Marngoneet Correctional Centre [foreground] with Barwon Prison [background] near Geelong. Credit:Craig Abraham
"Protective quarantine is too often code for solitary confinement, which is an inhuman and degrading practice known to inflict long term and irreversible harm on people," Ms Hurley said.
People in protective quarantine are likely to have been spending 22 hours or more in a confined space, Ms Hurley said, and there had been reports of men allowed just 15 minutes out of a cell a day.
Minister for Corrections Natalie Hutchins said quarantine has been a vital tool in preventing coronavirus entering the state's general prison population.

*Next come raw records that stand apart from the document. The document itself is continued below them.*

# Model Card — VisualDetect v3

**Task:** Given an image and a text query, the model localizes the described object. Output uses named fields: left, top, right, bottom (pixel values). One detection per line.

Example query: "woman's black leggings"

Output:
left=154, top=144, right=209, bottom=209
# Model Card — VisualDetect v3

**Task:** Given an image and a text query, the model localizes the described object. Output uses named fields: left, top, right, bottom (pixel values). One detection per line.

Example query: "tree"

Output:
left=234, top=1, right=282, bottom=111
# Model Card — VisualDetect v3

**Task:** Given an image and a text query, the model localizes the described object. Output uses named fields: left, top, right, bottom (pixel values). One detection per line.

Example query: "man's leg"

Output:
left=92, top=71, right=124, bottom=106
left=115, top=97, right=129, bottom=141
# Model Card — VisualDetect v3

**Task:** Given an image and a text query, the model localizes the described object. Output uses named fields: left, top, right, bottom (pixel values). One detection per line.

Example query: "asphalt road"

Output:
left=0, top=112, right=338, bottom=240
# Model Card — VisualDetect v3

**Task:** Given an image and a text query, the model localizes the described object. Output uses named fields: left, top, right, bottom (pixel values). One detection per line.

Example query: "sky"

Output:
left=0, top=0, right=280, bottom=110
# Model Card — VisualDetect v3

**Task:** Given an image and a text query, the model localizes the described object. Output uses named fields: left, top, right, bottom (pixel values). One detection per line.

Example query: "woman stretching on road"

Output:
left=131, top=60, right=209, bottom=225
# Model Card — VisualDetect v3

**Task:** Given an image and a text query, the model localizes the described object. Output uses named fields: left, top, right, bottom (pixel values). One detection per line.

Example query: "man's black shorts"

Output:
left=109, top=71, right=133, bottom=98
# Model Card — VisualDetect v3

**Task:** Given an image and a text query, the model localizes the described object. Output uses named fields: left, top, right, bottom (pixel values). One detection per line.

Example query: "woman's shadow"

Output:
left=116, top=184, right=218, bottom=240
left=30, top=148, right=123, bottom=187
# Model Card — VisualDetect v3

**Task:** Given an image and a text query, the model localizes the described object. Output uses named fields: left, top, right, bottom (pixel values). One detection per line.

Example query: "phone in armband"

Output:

Ms Hutchins said the quarantine process remains in place to ensure the safety and wellbeing of prisoners and staff.
"Given the high risk coronavirus poses in closed environments such as prisons, it is entirely appropriate that we take a cautious approach to determining when and how further restrictions will be eased," she said.
In exchange for the measure, inmates could apply to have days taken off their sentences.
Prisons, because of the close quarters and turnover of staff and inmates, are vulnerable to coronavirus and can become hotspots, which happened in the American state of Illinois in April when almost 16 per cent of cases were attributed to a single jail.
Inmates at the Puraquequara prison in Manaus, Brazil, stand on a water tower as they protest against bad conditions and restrictions on family visits put in place to curb the spread of the coronavirus.Credit:AP Photo/Edmar Barros
Some prisons in countries such as the United States and the United Kingdom released inmates early to reduce their numbers inside to decrease the risk of transmission.
The Victorian government opted to establish protective quarantine, along with testing, in the state's adult and juvenile jails.
Face-to-face visits were also suspended, but are due to resume on Friday.
According to the government, 24 adults prisoners tested positive to COVID-19 while in protective quarantine since July. Most were asymptomatic and some tested positive three days before they were due to be allowed in the general prison.
There has been no prisoner to prisoner transmission of COVID-19, the government said, adding those in protective quarantine received higher levels of support.
Two week quarantine ended in youth justice centres on November 30. Young people entering custody are instead tested and kept in isolation until they return a negative test result.